Вкратце: Должно быть, самое пугающее – отказаться плыть по течению, бросить якорь и сказать: с меня хватит! Хватит наблюдать, как жизнь проходит мимо, хватит сидеть в зоне комфорта, хватит отказываться от большего, чем вы можете себе позволить. Мириться с бездействием – черта, наиболее свойственная людям, и мы не ждем, что вы легко сможете этому противостоять. Но когда это случится, вы почувствуете в глубине души, в глубине сердца, что вы – старый добрый вы – обладаете способностью все изменить.
* * *
Написав Никки, я тут же об этом пожалела, но во всем виновата Ванесса – это она меня убедила… ну, в какой-то степени. Вторая глава книги обязывает.

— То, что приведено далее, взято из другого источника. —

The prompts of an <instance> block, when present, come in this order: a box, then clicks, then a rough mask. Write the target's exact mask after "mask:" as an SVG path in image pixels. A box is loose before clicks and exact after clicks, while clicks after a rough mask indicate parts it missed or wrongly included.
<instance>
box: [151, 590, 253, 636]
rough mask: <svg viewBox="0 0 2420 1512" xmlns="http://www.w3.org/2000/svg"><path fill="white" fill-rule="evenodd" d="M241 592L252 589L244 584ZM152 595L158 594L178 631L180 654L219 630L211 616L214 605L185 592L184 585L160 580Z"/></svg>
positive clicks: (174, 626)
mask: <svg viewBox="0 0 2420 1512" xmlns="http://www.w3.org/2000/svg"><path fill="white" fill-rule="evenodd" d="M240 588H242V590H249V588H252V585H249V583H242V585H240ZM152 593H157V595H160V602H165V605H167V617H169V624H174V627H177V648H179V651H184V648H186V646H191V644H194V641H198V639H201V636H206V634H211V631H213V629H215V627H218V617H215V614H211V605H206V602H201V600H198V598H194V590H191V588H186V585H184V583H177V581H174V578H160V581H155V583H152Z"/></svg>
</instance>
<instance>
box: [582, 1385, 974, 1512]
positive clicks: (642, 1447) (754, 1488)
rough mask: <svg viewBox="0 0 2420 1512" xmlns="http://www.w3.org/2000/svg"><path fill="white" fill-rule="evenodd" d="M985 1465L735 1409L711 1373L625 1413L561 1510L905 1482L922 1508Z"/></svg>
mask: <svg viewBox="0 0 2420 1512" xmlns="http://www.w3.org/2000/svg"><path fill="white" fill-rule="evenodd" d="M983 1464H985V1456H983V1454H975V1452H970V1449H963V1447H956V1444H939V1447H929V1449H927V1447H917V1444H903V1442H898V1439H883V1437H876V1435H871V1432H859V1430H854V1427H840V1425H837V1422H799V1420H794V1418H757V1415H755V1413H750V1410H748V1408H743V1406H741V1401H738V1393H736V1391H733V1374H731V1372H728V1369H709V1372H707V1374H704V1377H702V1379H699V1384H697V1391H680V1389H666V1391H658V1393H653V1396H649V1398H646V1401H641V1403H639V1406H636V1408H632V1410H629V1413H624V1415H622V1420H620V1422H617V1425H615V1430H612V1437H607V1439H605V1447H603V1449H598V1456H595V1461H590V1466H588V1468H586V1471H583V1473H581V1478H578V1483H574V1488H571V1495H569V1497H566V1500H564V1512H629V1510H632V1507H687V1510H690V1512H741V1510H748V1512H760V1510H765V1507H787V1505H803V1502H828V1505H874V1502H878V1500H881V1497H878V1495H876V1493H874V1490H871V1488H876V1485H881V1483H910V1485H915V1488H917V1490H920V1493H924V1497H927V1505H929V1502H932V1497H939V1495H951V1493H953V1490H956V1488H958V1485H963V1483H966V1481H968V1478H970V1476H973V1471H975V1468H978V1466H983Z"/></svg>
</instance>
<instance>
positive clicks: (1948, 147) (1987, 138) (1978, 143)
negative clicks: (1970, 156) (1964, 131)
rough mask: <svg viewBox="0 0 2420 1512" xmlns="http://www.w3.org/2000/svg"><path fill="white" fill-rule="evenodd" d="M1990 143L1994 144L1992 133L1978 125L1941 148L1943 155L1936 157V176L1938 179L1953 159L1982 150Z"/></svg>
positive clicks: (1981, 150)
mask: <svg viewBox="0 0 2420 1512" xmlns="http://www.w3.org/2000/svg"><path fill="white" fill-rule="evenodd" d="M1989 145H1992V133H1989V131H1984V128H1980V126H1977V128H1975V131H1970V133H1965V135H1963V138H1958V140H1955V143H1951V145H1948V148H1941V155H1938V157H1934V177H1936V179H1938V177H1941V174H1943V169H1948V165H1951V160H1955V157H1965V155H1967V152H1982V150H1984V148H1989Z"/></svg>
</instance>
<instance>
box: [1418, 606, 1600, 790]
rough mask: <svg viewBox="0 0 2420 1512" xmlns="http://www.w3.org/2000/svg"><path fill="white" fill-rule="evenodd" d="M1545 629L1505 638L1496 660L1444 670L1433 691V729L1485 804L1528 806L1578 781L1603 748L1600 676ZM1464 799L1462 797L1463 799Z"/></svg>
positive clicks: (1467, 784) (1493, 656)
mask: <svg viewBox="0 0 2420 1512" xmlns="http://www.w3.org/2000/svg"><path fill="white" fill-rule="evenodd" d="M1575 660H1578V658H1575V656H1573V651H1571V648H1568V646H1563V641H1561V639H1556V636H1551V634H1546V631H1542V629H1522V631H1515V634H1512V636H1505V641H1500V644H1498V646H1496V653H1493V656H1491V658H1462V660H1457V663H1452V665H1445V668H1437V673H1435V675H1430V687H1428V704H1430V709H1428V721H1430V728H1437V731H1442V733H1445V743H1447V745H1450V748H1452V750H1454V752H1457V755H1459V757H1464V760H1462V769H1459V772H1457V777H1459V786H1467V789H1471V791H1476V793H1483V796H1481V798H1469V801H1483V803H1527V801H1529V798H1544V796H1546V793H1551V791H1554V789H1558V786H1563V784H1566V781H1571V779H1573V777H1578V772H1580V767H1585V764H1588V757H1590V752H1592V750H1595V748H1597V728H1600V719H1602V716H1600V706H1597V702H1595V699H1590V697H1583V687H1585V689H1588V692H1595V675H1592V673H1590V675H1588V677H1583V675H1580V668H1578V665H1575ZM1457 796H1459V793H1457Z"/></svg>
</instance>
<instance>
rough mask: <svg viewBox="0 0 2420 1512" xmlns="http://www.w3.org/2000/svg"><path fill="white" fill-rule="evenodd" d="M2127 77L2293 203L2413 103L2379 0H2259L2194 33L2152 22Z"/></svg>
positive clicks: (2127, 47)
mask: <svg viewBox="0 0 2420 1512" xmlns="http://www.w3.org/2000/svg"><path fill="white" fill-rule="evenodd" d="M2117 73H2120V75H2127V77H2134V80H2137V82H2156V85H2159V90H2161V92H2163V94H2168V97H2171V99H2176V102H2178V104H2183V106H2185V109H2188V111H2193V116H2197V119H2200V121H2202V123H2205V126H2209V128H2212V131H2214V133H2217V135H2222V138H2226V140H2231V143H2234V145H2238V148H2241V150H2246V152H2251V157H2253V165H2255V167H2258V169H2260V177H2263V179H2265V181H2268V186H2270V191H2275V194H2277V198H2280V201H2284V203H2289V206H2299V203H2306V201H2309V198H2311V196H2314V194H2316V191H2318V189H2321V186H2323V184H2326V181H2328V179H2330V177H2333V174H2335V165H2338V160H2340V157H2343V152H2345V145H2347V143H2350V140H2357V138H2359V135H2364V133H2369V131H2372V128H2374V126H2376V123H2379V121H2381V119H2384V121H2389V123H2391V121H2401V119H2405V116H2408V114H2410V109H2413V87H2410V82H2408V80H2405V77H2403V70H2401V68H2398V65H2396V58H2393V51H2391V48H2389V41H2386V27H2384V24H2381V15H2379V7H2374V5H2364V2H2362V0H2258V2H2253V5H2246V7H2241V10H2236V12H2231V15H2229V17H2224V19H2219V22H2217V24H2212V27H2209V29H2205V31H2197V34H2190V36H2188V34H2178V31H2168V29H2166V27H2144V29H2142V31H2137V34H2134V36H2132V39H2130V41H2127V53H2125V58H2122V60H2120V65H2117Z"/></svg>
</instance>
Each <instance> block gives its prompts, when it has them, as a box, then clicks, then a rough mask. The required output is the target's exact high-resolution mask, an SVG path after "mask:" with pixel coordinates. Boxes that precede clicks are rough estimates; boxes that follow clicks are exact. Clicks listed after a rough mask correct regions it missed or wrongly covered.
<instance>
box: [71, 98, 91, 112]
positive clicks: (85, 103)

– Рискни бороться с бездействием! – умоляла она сегодня, когда мы ехали болеть за «Маринерс» на Сэйфко-филд. Она не требовала от меня писать Никки (то есть опосредованно Шону), но если бы она узнала про письмо (а я надеюсь, что она не узнала!) и стала надо мной глумиться, мой ответ был бы таков: я ни за что в своей жизни не боролась по-настоящему, поэтому если уж решила за что-то бороться, пусть это будет мой муж. Так я преодолеваю бездействие, так я переписываю свой план Вселенной; в конце концов, тогда я просто позволила Шону уйти. Я, даже не пикнув, дала ему возможность вывести идиотские правила псевдоразрыва отношений; не закатила скандал, не запустила в него какой-нибудь сковородкой, не заявила, что мы вообще-то давали друг другу клятвы и глупее его идеи я в жизни ничего не слышала. В конце концов, мы ведь были Шиллой! Может быть, сейчас для меня бороться с бездействием – значит пытаться вернуть мужа. Поэтому, когда Ванесса остановила машину в Пайонир-сквер, я нажала на «отправить».
Выкуси, бездействие!
Ванесса решила купить нам билеты, когда консьержка заявила: все неженатые люди соберутся в двести десятой секции. Очевидно, каждый холостяк поблизости будет в активном поиске. Я попыталась возразить, но Ванесса сказала: рискни, Уилла! Если ты несколько часов проведешь за поеданием попкорна в компании какого-нибудь красавчика, умрешь ли ты от остановки сердца?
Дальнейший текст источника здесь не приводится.